Après sa « mission de paix » internationale autoproclamée, Viktor Orbán se positionne clairement comme un lien européen entre Poutine et Trump, malgré la désapprobation de l’UE. Prônant une position « accommodante » vis-à-vis de la guerre de la Russie, il renforce pour l’instant sa position au sein de l’UE en créant un groupe des « Patriotes pour l’Europe » au Parlement européen. En attendant l’arrivée de son ami Donald Trump à la Maison-Blanche…

La présidence tournante hongroise de l’UE, qui a débuté début juillet, a été déviée, certains diraient même détournée, de l’agenda de l’Union vers l’agenda international d’un État membre. Elle a été lancée non pas à Bruxelles, comme c’est généralement le cas, mais à Kyïv, où Orbán a rencontré le président Zelensky et a entamé sa « mission de paix » internationale autoproclamée, qui l’a conduit en dix jours à Moscou pour des entretiens avec Poutine, puis à Pékin pour rencontrer le président Xi, et a conclu son tour du monde au sommet de l’OTAN à Washington et à Mar-a-Lago, en Floride, avec Donald Trump.

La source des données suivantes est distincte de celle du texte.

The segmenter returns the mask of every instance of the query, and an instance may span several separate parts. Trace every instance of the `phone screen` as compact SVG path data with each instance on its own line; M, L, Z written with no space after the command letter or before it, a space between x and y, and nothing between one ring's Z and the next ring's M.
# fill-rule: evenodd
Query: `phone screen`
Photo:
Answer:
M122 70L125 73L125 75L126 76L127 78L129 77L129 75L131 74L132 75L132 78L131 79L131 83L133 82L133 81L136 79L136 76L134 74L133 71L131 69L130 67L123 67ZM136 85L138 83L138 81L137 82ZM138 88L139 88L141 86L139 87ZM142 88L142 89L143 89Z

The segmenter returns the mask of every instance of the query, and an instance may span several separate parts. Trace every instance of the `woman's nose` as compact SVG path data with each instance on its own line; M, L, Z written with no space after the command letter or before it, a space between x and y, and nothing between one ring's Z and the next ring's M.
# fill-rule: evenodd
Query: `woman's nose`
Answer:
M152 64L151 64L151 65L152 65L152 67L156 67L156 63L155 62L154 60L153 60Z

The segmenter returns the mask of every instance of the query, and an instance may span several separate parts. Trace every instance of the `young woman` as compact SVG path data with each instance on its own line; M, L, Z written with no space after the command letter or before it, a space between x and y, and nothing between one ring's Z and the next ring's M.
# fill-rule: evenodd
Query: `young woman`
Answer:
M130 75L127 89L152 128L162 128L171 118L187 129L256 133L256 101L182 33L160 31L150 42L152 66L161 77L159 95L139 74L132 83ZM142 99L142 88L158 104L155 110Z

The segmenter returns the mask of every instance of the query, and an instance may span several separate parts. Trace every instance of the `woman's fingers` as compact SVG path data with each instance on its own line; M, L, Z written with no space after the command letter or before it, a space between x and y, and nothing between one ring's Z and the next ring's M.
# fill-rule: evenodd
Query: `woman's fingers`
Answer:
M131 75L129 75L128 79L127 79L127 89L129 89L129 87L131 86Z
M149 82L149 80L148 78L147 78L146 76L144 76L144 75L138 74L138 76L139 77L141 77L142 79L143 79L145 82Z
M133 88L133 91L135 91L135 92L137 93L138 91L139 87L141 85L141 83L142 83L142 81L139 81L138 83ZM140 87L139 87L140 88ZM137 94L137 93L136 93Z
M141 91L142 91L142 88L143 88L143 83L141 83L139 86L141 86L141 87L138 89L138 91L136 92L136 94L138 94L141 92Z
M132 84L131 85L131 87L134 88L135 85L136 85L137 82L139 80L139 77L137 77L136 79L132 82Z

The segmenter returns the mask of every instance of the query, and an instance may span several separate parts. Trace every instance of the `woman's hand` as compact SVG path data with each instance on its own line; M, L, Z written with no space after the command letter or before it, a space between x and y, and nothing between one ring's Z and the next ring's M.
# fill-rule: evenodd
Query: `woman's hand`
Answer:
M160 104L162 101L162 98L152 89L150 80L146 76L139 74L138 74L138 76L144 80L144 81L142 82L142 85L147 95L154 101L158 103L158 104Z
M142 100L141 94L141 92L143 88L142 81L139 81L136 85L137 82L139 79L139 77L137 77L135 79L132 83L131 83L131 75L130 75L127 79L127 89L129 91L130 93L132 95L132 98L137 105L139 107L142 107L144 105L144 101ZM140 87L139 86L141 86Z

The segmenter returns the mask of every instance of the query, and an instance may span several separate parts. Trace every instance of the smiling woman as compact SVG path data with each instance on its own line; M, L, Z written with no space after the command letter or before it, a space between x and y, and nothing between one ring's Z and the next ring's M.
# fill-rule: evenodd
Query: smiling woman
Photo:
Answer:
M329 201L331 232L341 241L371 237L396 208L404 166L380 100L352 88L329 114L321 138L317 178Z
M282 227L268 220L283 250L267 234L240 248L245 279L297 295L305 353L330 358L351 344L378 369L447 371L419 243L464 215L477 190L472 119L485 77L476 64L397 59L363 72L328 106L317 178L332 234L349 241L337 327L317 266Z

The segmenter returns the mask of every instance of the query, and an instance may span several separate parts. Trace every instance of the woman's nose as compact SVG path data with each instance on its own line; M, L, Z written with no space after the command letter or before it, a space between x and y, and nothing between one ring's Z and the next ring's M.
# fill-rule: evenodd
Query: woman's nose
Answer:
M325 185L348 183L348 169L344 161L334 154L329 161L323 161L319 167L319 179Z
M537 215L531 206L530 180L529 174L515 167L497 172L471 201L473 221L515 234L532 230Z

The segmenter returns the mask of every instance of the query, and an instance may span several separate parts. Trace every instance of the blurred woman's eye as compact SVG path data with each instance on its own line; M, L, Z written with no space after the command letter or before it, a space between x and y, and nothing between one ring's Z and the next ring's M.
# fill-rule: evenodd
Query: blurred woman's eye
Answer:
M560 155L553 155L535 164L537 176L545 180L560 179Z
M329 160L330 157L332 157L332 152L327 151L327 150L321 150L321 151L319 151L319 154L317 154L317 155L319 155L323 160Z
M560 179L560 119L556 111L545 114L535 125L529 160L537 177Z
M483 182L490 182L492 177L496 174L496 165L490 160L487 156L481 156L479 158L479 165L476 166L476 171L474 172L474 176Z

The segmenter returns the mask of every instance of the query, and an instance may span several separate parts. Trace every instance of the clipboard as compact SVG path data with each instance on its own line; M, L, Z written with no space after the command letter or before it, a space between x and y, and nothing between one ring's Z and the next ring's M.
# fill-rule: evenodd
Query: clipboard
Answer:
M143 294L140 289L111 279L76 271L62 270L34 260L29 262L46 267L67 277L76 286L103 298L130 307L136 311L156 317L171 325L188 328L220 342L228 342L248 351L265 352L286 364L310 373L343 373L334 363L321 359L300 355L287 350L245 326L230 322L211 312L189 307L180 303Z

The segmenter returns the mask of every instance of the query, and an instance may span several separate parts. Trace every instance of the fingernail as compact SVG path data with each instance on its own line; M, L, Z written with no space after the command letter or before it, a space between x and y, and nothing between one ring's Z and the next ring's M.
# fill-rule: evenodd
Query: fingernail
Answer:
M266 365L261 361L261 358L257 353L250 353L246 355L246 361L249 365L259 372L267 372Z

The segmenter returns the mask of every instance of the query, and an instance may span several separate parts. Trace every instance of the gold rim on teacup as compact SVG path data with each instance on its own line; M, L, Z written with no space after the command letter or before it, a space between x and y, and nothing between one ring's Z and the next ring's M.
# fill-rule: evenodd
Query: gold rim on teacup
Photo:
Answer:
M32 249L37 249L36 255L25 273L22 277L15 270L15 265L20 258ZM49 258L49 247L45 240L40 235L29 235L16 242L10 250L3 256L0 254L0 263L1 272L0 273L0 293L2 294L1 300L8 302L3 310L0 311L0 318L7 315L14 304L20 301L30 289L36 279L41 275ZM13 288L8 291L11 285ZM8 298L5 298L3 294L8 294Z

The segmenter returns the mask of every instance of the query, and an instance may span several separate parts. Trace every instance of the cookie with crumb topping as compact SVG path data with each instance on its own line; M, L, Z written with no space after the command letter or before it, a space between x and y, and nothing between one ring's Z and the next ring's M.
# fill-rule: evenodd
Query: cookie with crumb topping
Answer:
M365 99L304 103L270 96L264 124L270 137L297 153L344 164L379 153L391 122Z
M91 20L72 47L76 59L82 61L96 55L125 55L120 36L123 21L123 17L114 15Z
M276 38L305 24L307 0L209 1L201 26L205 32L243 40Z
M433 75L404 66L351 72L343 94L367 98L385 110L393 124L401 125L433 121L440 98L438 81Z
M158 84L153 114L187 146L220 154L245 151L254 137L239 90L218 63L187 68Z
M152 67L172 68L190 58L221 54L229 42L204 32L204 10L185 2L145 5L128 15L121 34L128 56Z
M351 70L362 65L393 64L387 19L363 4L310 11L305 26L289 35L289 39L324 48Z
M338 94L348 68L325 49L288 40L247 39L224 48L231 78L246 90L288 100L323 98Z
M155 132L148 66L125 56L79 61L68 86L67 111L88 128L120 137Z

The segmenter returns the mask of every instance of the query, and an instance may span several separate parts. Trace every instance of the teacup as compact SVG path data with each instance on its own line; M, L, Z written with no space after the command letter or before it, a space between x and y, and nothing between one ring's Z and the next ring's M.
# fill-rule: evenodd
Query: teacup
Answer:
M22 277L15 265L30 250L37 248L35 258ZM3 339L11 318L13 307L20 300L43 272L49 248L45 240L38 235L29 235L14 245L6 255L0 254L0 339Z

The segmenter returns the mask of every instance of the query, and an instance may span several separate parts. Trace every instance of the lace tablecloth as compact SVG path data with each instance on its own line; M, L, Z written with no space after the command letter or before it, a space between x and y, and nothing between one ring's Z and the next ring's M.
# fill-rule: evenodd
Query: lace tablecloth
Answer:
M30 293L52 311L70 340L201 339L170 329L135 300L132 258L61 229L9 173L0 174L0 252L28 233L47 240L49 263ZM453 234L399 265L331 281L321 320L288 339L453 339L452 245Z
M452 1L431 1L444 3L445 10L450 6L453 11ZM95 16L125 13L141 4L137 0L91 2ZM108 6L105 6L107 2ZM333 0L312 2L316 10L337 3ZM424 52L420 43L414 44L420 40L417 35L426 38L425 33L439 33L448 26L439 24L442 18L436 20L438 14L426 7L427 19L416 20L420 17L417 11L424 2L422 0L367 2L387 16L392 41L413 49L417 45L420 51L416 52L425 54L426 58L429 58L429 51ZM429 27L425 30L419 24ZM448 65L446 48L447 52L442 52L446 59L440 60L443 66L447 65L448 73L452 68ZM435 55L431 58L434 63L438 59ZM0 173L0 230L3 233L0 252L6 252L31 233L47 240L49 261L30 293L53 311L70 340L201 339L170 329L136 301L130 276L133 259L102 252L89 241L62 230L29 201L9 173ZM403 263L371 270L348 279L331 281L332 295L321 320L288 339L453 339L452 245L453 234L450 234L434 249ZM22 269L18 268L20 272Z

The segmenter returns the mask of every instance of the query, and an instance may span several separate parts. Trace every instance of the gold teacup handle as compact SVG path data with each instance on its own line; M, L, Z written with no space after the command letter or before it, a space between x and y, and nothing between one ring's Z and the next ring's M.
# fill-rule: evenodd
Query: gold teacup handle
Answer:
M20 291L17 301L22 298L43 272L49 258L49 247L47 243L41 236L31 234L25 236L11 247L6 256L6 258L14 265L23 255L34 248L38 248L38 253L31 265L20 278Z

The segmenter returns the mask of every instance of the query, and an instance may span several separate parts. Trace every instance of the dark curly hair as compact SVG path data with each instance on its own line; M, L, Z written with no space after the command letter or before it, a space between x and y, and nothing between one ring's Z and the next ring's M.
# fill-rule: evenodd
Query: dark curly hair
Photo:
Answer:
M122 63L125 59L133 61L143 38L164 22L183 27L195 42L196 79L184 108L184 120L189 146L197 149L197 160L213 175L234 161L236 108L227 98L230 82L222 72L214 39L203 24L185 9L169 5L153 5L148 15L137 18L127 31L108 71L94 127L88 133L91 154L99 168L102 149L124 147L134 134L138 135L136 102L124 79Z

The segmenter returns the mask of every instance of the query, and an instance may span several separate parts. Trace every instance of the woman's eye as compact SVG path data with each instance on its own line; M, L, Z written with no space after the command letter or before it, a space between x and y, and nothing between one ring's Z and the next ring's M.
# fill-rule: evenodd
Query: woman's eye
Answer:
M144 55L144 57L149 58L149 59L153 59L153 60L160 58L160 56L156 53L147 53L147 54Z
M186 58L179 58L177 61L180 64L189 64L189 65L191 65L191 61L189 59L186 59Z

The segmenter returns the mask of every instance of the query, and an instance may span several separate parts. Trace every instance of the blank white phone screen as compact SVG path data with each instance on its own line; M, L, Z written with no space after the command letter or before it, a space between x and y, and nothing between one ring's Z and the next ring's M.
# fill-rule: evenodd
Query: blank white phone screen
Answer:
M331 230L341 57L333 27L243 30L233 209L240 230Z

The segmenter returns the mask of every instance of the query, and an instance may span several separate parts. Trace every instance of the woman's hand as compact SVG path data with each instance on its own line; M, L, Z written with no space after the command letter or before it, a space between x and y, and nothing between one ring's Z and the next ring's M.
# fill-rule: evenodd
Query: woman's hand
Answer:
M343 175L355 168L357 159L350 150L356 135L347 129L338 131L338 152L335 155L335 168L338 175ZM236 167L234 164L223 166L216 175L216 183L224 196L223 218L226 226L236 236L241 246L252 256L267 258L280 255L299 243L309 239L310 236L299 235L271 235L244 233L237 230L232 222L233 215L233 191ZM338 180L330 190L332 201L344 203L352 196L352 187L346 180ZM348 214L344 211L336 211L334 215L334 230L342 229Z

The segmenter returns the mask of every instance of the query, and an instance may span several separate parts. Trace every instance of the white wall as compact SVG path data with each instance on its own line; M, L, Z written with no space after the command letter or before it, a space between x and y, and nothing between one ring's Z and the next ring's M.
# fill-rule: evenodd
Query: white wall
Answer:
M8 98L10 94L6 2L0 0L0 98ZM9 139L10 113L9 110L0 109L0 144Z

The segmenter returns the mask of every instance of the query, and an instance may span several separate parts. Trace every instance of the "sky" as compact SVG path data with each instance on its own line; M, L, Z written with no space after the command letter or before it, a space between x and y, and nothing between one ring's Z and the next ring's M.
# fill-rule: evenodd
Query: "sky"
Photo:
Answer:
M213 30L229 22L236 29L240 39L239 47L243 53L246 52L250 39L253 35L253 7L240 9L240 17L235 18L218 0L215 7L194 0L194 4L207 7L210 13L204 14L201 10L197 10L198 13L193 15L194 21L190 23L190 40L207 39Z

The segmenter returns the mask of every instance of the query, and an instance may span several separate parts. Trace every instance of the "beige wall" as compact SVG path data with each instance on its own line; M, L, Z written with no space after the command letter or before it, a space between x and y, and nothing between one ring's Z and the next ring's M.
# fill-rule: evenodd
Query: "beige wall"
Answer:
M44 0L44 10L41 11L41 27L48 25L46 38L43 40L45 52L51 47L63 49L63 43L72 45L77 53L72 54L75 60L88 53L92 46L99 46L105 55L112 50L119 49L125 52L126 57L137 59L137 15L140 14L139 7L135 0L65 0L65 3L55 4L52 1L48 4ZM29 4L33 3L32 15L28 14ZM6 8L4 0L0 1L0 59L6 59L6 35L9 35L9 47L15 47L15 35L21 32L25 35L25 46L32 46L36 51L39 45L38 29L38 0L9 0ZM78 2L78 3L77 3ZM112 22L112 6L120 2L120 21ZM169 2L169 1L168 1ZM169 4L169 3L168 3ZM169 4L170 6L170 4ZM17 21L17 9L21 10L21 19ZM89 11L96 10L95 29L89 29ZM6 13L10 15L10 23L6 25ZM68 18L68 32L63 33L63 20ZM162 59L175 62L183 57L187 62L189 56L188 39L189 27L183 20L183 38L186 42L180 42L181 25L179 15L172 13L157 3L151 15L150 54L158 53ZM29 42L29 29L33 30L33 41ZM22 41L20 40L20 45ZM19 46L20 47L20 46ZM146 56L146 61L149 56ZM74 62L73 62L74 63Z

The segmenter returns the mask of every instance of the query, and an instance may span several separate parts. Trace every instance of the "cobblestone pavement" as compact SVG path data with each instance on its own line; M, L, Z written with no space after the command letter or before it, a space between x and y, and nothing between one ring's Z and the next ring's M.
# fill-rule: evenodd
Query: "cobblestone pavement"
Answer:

Oubliez l’ennuyeux agenda européen avec son Green Deal et l’approfondissement du marché unique ; il s’agit de « paix mondiale » avec la Hongrie d’Orbán, qui boxe clairement au-dessus de son poids, utilisant la présidence de l’UE pour promouvoir sa personne et ses priorités sans aucun mandat de l’UE, comme le lui a rapidement rappelé Josep Borrell, jusqu’à présent en charge de la coordination de la politique étrangère de l’UE. En effet, cette présidence hongroise sera très clairement en désaccord avec le consensus de l’UE sur plusieurs questions majeures de politique étrangère, notamment sur les relations avec la Russie et l’élargissement de l’UE à l’Ukraine, mais aussi avec la Chine — allié crucial de la Russie — et les États-Unis au milieu de la candidature de Trump à la présidence.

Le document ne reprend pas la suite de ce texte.